Confusion and memory loss have led winter ultra participants to abandon their gear, remove clothing, and wander off-trail into the wilderness. Hypothermic individuals are no longer able to make good choices or care for themselves. Eventually, severe hypothermia will lead to loss of consciousness.
Hypothermia can be prevented by dressing appropriately for the weather conditions. Layering will be your best possible choice; maintaining a warm base layer and bringing a variety of layers allows you to customize what you need at any given moment. Good ideas include a windbreaker, down jacket, a variety of hats and gloves, face masks, and snow pants.
Bringing too many layers is far preferable to bringing too few. Dragging an extra few pounds in your sled because you didn’t need your heaviest down layer will always be better than risking hypothermia on the trail.
Take note: Just as under-dressing can expose you unduly to the cold, over-dressing and working up a sweat can also contribute to the possibility of hypothermia. If you become too warm, either through over-dressing or over-exertion (or both), it’s a good idea to remove layers incrementally and keep them handy. Once you cool down and your sweat begins to dry, you’ll likely become very cold, very quickly. Be prepared to layer back up.
This balance of layers and effort is a personal one, and participants should always experiment before race day.
Of the three issues listed here, hypothermia is the most frightening. It’s why gear requirements for winter ultras are stringent, and it’s why you must know how to use your safety equipment.

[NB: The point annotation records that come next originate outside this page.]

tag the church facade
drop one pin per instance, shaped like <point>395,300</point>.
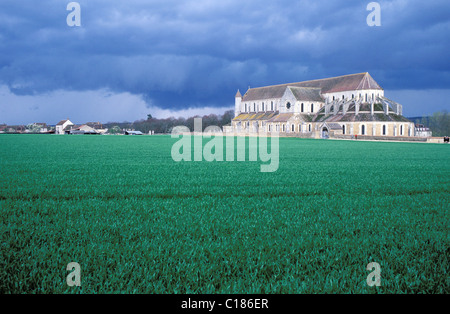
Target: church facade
<point>344,106</point>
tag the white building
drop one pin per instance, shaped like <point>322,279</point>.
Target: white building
<point>340,106</point>
<point>62,125</point>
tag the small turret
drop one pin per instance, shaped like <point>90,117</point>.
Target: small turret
<point>237,104</point>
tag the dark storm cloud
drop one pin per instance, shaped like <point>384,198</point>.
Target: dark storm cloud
<point>181,54</point>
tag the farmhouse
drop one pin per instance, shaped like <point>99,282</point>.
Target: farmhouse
<point>62,126</point>
<point>341,106</point>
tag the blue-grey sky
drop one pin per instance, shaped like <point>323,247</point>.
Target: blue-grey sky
<point>185,57</point>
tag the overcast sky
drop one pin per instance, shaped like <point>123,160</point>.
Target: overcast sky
<point>185,57</point>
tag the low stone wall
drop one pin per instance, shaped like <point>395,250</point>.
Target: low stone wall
<point>382,138</point>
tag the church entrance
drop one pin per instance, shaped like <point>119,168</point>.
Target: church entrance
<point>325,133</point>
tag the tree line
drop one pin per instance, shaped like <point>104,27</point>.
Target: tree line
<point>165,126</point>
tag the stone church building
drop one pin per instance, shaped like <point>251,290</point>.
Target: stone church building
<point>342,106</point>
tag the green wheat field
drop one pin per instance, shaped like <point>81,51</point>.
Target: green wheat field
<point>138,222</point>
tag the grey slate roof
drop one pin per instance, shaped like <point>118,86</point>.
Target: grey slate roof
<point>306,93</point>
<point>358,81</point>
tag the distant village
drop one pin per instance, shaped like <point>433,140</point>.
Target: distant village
<point>66,127</point>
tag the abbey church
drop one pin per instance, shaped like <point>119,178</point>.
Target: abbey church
<point>340,107</point>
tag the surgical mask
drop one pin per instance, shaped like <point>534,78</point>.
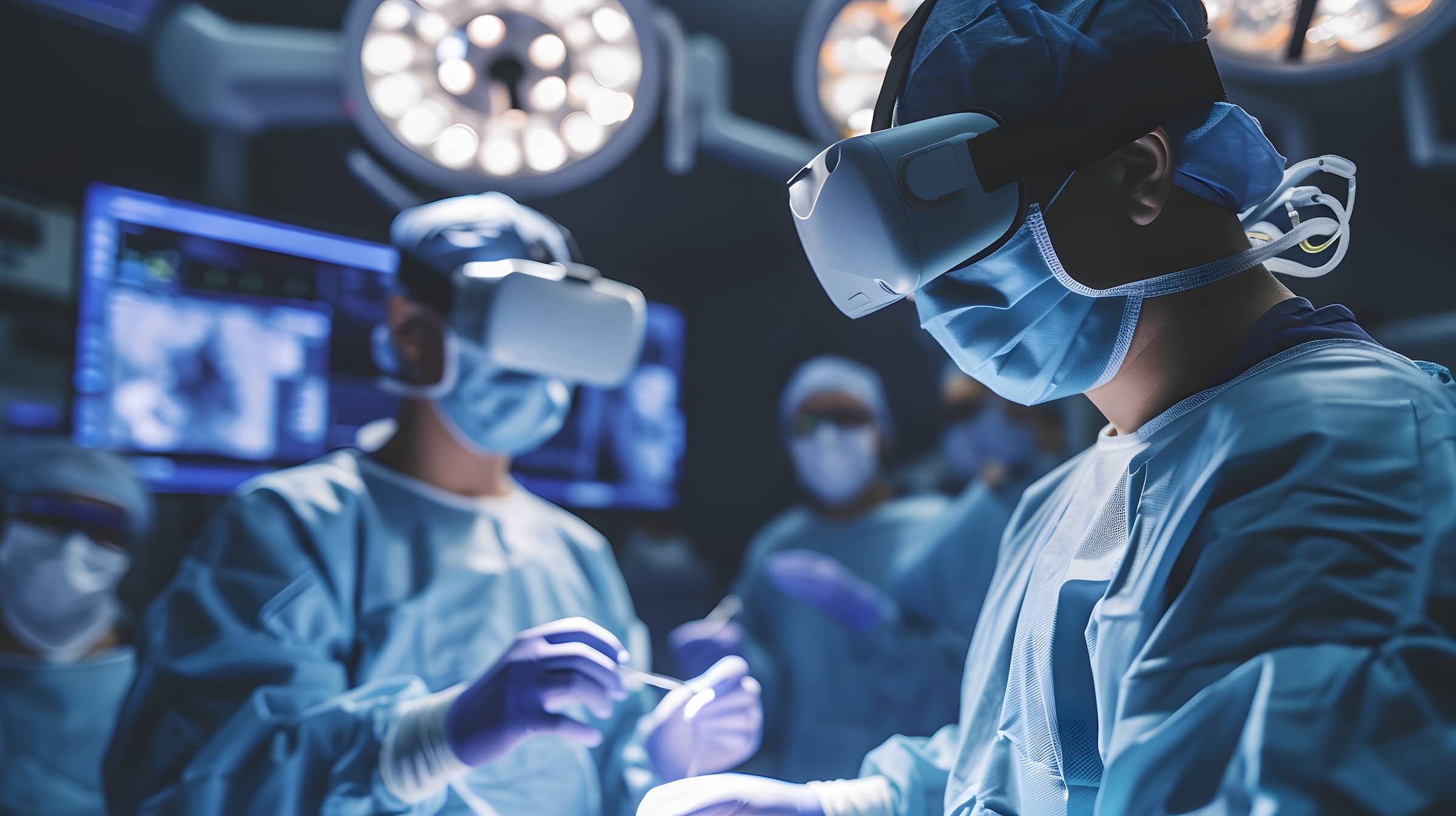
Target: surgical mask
<point>1018,322</point>
<point>836,462</point>
<point>57,589</point>
<point>488,408</point>
<point>989,436</point>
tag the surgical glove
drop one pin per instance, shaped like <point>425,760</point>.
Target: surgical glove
<point>698,644</point>
<point>551,668</point>
<point>732,795</point>
<point>824,583</point>
<point>442,737</point>
<point>710,724</point>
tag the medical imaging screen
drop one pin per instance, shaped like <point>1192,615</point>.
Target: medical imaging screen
<point>621,448</point>
<point>219,346</point>
<point>215,347</point>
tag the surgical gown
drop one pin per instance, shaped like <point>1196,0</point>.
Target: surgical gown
<point>55,723</point>
<point>831,695</point>
<point>1244,608</point>
<point>319,599</point>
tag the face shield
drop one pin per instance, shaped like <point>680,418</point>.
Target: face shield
<point>561,321</point>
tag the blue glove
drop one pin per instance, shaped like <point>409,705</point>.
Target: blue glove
<point>712,723</point>
<point>554,666</point>
<point>698,644</point>
<point>834,589</point>
<point>732,795</point>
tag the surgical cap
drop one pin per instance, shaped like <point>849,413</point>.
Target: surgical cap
<point>57,467</point>
<point>478,228</point>
<point>829,374</point>
<point>1016,57</point>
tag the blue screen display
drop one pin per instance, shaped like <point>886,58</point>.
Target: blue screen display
<point>621,448</point>
<point>215,347</point>
<point>124,15</point>
<point>222,346</point>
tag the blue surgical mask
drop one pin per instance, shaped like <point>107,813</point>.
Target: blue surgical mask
<point>836,462</point>
<point>488,408</point>
<point>1017,322</point>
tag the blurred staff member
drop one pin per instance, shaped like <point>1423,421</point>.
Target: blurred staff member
<point>992,452</point>
<point>842,666</point>
<point>410,632</point>
<point>69,519</point>
<point>988,439</point>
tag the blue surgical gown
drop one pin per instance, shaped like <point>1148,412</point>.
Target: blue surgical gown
<point>55,723</point>
<point>1245,608</point>
<point>321,598</point>
<point>832,695</point>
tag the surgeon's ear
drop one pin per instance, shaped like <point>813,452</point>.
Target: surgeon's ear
<point>1144,172</point>
<point>419,342</point>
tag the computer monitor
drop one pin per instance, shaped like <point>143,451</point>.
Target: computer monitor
<point>621,448</point>
<point>121,16</point>
<point>213,347</point>
<point>216,346</point>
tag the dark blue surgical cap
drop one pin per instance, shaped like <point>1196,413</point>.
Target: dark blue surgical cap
<point>1016,57</point>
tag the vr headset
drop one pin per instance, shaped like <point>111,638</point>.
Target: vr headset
<point>881,215</point>
<point>552,320</point>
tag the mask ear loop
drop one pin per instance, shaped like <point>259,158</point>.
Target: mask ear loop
<point>1292,197</point>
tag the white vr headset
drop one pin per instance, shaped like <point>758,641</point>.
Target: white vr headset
<point>551,320</point>
<point>885,213</point>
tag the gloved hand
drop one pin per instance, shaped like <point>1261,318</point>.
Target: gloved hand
<point>730,795</point>
<point>548,669</point>
<point>711,724</point>
<point>824,583</point>
<point>698,644</point>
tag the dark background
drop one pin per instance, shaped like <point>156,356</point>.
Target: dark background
<point>76,107</point>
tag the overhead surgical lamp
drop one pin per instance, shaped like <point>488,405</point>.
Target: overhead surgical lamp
<point>841,62</point>
<point>525,96</point>
<point>1316,40</point>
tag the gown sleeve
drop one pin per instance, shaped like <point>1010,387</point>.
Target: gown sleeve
<point>1296,652</point>
<point>244,701</point>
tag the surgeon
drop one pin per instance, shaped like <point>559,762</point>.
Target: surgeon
<point>70,519</point>
<point>842,662</point>
<point>1242,598</point>
<point>410,632</point>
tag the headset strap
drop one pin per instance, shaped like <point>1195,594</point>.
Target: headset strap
<point>899,69</point>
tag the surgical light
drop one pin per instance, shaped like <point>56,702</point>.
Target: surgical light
<point>1321,38</point>
<point>528,96</point>
<point>842,56</point>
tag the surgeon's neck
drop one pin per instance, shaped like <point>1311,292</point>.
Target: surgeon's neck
<point>423,448</point>
<point>1183,343</point>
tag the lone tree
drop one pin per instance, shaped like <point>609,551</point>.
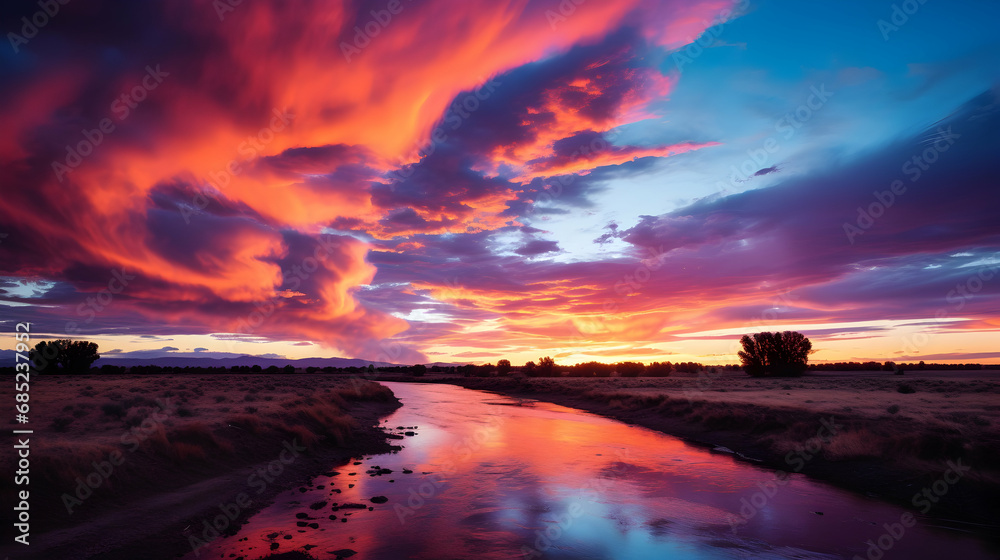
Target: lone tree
<point>503,367</point>
<point>777,354</point>
<point>64,356</point>
<point>546,367</point>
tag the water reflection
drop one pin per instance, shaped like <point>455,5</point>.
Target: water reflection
<point>489,477</point>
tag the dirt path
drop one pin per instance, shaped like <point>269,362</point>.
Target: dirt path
<point>160,525</point>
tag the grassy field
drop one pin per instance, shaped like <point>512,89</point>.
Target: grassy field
<point>168,448</point>
<point>895,433</point>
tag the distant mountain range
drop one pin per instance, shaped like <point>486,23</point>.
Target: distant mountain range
<point>244,360</point>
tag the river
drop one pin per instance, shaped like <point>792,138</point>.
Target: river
<point>495,477</point>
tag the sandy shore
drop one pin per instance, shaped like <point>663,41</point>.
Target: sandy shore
<point>888,444</point>
<point>163,452</point>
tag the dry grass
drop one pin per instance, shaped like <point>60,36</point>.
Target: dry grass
<point>936,416</point>
<point>82,420</point>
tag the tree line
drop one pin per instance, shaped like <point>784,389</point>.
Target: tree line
<point>764,354</point>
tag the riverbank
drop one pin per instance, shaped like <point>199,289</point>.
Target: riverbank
<point>889,442</point>
<point>124,465</point>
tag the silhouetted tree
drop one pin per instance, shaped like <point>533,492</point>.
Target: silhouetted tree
<point>503,367</point>
<point>546,367</point>
<point>64,356</point>
<point>779,354</point>
<point>657,369</point>
<point>630,369</point>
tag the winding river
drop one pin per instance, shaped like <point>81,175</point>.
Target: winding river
<point>492,477</point>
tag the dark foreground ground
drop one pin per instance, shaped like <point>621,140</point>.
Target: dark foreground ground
<point>163,452</point>
<point>896,435</point>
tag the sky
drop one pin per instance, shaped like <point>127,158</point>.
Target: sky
<point>441,181</point>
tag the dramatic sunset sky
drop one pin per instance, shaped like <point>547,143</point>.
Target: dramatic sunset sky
<point>481,179</point>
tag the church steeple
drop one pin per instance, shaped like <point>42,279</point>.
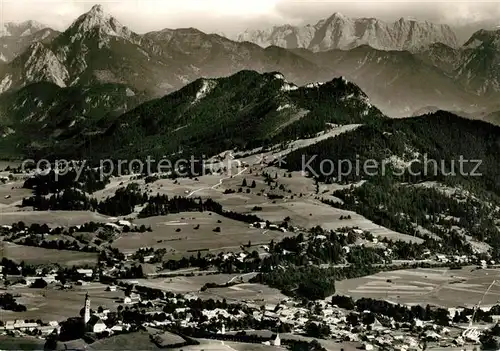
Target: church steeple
<point>86,313</point>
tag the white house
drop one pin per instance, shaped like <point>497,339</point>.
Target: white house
<point>86,272</point>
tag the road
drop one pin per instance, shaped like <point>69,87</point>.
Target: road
<point>216,185</point>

Having an insufficient bivy setup will expose you to the elements and leave you vulnerable. It isn’t worth the risk.
As you consider stepping into longer, more challenging efforts, please take these safety risks seriously. The 2018 Yukon Arctic Ultra had two participants suffer amputations due to frostbite. The 2018 Iditarod Trail Invitational nearly lost a participant to hypothermia. Winter ultras are survivalist races and deserve the utmost respect for their difficulty.
Watch out for your fellow competitors. Pay attention, talk to them. If someone is behaving oddly, travel with them or seek help.
At gear check, you may be asked a question or two from this information. A packet of this information will be kept at the Trail Center, and if you’re unable to answer the general questions asked, you will need to look over the packet before being allowed to participate.